A few days before her fight, a fighter from the UFC was arrested for vandalizing a church while naked. Do not ask me why. This is not a why question.
Some people have been put off by my daughter’s very forthright manner of speaking and compared her to some of the fighters in the UFC. So, what was my daughter doing during that week?
Actually, she was making weight running up to her defense of her world title, and, as she did the last time, running a contest to raise money for the World Food Programme. There is a site called freerice.com where for every correct answer you get the sponsor donates 10 grains of rice to WFP. Ronda asked her fans to play as a group. So far, they have donated over 30,000,000 grains of rice which at 3,400 grains per bowl is enough to feed over 8,800 people.
People who donated over 1,000,000 grains all got a prize. The top two donors got personalized TOPPS trading cards with Ronda’s signature. Since there are a total of two of those cards in existence they should be worth some money.
What about all of the other people, though? How do you keep people who only have time to play the game a little motivated while rewarding those who play a lot?
Enter PROC SURVEYSELECT and the SIZE statement.
Here is how you select a sample proportional to size.

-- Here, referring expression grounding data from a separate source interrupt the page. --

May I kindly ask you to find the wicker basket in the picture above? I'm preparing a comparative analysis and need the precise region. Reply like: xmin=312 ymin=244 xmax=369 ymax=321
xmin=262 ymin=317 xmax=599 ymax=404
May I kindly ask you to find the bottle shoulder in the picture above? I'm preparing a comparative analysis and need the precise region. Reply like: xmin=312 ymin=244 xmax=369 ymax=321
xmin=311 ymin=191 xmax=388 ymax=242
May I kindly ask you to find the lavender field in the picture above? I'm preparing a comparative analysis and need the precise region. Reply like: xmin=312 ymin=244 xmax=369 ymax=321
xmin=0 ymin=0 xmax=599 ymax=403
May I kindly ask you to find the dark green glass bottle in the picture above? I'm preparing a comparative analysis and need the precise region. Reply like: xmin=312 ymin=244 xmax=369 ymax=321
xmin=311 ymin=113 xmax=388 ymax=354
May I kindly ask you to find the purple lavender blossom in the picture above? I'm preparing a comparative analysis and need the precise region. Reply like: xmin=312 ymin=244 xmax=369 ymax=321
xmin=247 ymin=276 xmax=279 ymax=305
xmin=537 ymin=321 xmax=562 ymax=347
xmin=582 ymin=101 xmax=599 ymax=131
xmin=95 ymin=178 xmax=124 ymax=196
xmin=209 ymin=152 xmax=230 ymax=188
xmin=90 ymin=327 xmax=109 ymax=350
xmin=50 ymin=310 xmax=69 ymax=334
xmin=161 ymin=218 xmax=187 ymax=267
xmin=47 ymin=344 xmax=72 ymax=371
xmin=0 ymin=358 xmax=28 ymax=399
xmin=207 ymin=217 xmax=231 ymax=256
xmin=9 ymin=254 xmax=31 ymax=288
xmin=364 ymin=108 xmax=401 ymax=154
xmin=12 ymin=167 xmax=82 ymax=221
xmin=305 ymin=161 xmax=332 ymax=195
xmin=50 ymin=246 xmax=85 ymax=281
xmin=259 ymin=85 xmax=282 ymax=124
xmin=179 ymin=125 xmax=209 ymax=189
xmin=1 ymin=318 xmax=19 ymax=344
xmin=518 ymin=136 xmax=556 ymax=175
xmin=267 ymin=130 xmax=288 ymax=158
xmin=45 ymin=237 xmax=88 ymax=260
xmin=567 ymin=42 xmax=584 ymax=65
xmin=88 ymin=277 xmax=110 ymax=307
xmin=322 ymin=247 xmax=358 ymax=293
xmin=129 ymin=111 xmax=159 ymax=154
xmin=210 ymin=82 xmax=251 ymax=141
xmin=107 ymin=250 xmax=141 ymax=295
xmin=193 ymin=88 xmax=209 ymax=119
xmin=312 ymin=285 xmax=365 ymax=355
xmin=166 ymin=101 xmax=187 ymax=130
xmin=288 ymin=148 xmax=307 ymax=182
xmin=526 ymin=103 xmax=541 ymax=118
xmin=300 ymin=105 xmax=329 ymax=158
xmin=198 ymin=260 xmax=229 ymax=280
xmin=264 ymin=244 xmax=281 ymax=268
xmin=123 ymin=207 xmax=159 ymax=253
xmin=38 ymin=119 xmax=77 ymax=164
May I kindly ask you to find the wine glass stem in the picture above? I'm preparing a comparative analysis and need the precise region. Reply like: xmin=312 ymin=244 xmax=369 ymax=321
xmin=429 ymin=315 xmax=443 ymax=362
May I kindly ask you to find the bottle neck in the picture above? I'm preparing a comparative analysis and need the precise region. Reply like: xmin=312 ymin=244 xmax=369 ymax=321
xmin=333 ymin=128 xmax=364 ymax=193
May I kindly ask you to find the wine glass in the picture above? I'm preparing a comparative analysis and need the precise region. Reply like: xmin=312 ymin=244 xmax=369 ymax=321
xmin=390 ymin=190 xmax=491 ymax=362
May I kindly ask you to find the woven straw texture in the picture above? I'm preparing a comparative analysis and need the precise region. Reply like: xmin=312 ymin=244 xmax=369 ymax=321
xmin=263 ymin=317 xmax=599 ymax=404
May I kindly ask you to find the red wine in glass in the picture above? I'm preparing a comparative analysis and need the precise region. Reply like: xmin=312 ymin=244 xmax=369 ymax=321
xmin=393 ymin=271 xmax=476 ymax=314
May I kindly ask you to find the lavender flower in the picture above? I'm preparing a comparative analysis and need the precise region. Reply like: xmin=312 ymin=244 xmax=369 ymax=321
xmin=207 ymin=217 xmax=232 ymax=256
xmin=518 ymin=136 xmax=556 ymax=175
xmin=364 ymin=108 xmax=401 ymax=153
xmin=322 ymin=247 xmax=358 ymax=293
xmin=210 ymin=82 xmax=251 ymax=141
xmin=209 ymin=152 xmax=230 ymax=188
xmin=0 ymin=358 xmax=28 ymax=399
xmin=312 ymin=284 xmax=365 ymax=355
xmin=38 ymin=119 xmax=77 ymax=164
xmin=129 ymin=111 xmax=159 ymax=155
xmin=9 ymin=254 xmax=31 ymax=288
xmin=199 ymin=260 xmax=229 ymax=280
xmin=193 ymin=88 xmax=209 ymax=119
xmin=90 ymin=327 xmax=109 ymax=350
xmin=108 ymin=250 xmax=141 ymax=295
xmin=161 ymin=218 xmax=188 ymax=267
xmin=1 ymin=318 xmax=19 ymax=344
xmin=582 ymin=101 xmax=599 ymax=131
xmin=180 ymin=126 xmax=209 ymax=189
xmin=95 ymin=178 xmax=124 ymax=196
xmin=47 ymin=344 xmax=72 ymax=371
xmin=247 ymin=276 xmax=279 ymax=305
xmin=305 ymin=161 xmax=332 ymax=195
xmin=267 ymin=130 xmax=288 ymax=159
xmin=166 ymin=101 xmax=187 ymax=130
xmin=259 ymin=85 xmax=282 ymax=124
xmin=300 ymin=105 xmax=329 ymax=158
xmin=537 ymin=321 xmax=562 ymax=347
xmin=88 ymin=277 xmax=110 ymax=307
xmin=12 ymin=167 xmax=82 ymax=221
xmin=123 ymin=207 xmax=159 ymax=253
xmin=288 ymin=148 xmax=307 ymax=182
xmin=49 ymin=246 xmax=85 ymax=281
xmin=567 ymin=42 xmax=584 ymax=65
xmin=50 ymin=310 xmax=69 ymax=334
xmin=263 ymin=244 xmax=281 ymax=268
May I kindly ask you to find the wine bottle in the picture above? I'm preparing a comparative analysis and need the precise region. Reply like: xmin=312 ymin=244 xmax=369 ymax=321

First, I downloaded the file that had all of the donors. It is a csv file. Then, I just from the SAS FILE menu selected IMPORT DATA, dragged down to select csv as the type and opened my file.
Here is the program
*** This deletes people who did not donate any rice, and also
*** Those who donated > 1,000,000 grains, since those people already are guaranteed a prize
*** It also breaks them into 3 groups - High N=7, Middle N = 12 and low N=188 ;
data winners ;
set rice ;
if grains_in_group > 1000000 or grains_in_group = 0 then delete ;
else if grains_in_group > 100000 then donate = "high" ;
else if grains_in_group > 20000 then donate = "mid" ;
else donate = "low" ;
*** This just does the frequency by group to check all is well *** ;
proc freq data = winners ;
tables donate ;
*** The documentation says you need to sort by the strata variable **
*** Although I tried it without sorting, too, because I am just like that
*** And it still works. Maybe SAS loves me ;
proc sort data = winners ;
by donate ;
*** The method = PPS requests sample with probability proportional to size
*** and without replacement. N = (2 1 3) will select 2 from high, 3 from mid and 1 from low.
proc surveyselect data = winners method = pps n=(2 1 3) out = selected;
size grains_in_group ;
strata donate ;
Two things to note
1. When you do the N=( 2 1 3) — the numbers are assigned in order of how they are sorted, so it is not high, middle, low. In alphabetical order, it is sorted high, low, middle. So the 7 people who donated between 100,000 and 999,999 grains of rice had a 1 in 3.5 chance of being selected. The people who donated 20,000 to 99,999 had a 1 in 4 chance of being selected and the people who donated less than 20,000 had a 1 in 188 chance.
2. I could have left off the SIZE statement and done a simple random sample stratified by donate. If I did that, the people who were in the highest donor group would have more chance of winning than in the middle donor or low donor group but within group, the person who donated 10,000 grains would have no more chance than the person who donated 10. I didn’t think that was fair. In fact, when I compared the two methods, pps and srs with strata by group, by running the program several times after I had already selected the winners, just to see what would happen, on the average there was a difference of 30,000 – 50,000 grains in the amount donated using the proportional to size method with the stratified random sample.
So, thanks to all the people who donated. Hurray for Ronda for doing something good while she’s starving to make weight.
And hurray to SAS for making it so easy to select people fairly.
As for the fight, Ronda won it in 54 seconds. She keeps the belt (and yes that is REAL gold). The only one who has been able to take the belt from her so far has been her 4-year-old niece, but she cheated. She used cuteness.
Also, even though the fight is over, you can still join the group and donate. It’s a good cause, because, to quote Ronda, “It sucks to be hungry.”